I'm of no more importance to them than I am to Liam.
That knowledge sits like a weight on my chest as I ride away in the backseat of a darkly tinted SUV.
I couldn't sleep if I wanted to, but that doesn't stop me from closing my eyes in an effort not to speak to them.
They don't try to engage me in conversation or questions.
The police detective that arrived at the hospital shortly after I did thinks I'm in shock, assures me that I'll be willing to talk to him, eventually.
I heard chatter from the nursing staff. Words like in shock, and won't speak without her father present, thrown around.
I let them make their assumptions. People have been doing it about me my entire life.
Why try to change things now? They have no idea that I'm no longer the woman I was a month ago, and I don't know that it's in my best interest to disclose that information.
Somehow, but not surprisingly, the media has already been tipped off. We pass several news vans rushing in the direction of the hospital as we leave town.
The drive is long, taking what seems like forever to get back to my parents’ home. No one but house staff greets me when I step inside the house. My parents aren't there, but I don't know why I would expect them to be. I haven't turned my reality into a fantasy during the time I was gone.
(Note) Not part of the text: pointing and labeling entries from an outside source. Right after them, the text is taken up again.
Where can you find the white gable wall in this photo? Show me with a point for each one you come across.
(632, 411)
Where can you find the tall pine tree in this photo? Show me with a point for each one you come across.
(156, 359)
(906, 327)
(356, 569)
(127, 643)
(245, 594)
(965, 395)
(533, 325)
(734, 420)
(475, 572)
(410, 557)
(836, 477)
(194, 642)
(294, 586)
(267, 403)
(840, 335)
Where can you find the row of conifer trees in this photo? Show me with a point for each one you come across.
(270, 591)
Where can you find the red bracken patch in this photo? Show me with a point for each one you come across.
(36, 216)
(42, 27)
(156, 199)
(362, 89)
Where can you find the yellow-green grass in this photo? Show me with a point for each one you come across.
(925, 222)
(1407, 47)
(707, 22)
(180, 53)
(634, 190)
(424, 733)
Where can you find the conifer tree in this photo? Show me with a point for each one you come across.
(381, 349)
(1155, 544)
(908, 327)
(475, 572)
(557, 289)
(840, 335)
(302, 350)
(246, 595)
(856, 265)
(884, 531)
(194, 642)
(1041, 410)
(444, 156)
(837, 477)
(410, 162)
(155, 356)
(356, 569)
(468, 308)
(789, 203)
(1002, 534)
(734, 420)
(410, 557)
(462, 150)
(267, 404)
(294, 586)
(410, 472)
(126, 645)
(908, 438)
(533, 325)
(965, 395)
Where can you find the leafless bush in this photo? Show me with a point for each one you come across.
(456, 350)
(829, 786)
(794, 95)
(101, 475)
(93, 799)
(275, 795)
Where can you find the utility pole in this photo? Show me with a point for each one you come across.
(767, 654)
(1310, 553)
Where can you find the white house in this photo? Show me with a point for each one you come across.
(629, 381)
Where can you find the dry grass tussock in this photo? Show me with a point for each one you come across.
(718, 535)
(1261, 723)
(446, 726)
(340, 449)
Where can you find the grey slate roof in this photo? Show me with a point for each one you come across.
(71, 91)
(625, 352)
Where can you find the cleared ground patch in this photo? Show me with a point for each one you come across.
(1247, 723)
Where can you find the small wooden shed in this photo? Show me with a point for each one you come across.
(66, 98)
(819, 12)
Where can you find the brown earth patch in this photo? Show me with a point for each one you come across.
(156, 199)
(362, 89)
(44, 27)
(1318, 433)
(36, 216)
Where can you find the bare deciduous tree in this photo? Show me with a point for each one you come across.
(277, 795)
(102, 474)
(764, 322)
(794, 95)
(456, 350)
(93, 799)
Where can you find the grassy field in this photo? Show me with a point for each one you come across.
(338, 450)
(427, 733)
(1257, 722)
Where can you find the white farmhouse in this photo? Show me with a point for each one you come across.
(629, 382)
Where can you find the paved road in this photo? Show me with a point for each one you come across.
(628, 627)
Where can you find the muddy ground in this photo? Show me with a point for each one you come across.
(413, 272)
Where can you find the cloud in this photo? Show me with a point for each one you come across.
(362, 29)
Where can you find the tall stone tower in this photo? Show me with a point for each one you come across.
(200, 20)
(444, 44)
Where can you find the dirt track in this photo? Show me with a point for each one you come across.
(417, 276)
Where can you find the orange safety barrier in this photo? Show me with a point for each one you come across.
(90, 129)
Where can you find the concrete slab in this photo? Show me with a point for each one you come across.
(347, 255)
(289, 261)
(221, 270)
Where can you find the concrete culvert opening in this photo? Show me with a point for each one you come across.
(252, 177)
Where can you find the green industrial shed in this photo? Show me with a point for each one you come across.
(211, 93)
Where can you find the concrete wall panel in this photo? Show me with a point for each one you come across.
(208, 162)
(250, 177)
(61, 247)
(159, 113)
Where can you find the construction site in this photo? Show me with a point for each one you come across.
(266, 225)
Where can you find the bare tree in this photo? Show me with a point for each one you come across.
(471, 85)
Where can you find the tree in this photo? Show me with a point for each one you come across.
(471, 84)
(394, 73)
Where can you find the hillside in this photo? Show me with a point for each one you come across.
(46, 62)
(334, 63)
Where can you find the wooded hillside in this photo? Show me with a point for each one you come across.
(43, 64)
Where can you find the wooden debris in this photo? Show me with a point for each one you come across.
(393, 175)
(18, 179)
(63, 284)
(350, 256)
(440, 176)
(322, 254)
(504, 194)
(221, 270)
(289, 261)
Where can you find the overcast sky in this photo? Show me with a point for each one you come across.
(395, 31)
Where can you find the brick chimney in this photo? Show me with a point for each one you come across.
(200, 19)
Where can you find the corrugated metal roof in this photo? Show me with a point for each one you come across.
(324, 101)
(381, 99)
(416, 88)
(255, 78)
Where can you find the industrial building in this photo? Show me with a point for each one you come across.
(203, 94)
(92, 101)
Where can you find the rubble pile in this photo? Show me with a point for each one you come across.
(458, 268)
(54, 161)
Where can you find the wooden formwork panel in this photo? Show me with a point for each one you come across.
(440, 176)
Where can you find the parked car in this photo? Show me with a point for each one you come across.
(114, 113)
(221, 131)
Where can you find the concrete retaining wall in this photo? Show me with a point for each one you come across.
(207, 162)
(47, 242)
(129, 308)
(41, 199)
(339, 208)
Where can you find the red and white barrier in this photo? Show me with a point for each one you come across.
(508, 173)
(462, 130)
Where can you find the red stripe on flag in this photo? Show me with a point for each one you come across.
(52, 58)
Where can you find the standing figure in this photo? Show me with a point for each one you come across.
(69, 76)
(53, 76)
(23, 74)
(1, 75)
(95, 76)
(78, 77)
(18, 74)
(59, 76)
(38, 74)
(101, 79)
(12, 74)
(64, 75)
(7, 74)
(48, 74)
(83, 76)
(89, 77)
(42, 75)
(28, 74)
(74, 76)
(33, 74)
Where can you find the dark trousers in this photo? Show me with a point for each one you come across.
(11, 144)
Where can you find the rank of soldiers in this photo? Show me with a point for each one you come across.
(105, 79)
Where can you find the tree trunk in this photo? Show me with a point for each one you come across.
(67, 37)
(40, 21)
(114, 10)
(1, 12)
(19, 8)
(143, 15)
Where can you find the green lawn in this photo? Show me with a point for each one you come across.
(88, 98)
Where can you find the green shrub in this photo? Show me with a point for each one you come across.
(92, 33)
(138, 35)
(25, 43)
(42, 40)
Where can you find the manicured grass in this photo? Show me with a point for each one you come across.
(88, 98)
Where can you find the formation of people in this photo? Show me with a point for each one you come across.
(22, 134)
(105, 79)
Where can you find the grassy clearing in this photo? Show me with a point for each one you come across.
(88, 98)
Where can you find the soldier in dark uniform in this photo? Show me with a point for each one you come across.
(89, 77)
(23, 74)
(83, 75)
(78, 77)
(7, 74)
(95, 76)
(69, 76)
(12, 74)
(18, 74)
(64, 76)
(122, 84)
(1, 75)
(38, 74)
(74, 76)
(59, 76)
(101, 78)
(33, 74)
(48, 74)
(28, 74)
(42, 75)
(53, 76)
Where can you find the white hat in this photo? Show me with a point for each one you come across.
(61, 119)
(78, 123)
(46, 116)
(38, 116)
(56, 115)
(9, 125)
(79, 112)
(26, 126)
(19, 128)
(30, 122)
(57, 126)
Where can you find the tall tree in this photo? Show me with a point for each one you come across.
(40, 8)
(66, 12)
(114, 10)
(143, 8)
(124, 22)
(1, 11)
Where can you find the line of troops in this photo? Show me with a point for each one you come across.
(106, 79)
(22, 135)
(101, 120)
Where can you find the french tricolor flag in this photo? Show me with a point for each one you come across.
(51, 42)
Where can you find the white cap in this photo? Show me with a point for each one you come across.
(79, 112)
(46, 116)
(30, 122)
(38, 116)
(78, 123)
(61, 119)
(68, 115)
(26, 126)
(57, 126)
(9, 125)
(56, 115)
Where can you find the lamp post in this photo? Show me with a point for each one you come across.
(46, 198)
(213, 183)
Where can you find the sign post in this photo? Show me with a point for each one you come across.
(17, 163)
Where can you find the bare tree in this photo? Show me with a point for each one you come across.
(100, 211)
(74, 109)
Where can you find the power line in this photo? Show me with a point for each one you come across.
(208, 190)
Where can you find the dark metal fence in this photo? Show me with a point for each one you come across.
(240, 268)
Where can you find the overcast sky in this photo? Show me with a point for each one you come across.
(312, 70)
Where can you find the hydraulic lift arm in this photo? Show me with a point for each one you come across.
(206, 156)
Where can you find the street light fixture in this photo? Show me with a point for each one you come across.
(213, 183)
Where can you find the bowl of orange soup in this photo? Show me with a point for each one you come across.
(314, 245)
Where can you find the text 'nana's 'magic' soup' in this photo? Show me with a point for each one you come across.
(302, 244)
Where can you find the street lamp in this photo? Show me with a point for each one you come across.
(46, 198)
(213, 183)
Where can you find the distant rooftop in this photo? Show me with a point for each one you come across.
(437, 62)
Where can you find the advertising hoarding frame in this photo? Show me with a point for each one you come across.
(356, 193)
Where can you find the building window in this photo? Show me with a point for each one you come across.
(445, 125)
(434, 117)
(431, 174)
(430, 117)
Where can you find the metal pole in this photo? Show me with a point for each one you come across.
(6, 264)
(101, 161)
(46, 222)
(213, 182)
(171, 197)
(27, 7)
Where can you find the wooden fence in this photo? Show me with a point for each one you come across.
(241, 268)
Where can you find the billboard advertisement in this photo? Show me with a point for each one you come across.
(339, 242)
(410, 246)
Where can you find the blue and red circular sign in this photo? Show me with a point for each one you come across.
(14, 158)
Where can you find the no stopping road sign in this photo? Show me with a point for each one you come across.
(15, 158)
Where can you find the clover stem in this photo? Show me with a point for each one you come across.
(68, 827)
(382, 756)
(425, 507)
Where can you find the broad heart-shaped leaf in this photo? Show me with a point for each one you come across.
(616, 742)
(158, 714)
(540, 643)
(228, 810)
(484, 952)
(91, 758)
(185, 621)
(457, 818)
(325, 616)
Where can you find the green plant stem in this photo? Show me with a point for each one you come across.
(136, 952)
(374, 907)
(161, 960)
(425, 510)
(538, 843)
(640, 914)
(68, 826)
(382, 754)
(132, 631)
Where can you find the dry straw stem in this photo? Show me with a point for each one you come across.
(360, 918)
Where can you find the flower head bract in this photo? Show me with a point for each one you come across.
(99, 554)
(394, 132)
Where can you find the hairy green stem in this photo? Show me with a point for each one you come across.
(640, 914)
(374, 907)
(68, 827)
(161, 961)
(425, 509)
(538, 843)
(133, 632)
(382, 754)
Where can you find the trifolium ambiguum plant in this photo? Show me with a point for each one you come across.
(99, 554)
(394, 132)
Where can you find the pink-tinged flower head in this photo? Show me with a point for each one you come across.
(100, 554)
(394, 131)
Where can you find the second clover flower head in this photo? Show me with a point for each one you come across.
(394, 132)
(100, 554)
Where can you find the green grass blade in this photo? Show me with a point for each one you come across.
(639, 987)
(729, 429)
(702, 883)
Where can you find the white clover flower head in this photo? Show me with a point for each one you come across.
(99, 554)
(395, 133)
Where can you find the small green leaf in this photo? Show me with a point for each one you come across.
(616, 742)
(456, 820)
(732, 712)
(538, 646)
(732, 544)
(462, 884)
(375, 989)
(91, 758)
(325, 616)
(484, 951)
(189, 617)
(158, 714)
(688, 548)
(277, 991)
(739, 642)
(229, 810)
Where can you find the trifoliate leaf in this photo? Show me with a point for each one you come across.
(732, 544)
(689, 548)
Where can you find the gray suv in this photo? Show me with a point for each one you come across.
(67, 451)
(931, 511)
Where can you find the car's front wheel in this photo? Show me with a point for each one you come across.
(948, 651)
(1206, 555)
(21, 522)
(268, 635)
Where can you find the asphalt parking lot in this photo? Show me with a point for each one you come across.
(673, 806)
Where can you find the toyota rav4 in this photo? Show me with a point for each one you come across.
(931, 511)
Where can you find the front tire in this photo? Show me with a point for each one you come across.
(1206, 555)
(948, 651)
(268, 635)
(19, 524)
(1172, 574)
Maybe I would have if things would have been bad. Maybe I would have longed for this house, for Roxanne who's always quick with a warm smile but never really engages in meaningful conversation with me. She's too busy. The expectation my parents have for her is high, just like they have for me.
Oddly Roxanne pats my hand when she approaches. “I'm glad you're home, miss,” she says. “Is there anything I can get you?”
“Where are my mom and dad?” I ask.
“They're on their way back. They had a meeting in Dallas.”
I nod before walking away.
“I put clean sheets on your bed and fresh towels in the bathroom,” she says as I ascend the stairs toward my room.
When I walk into my bedroom for the first time in a month, I notice the only thing that has changed is me.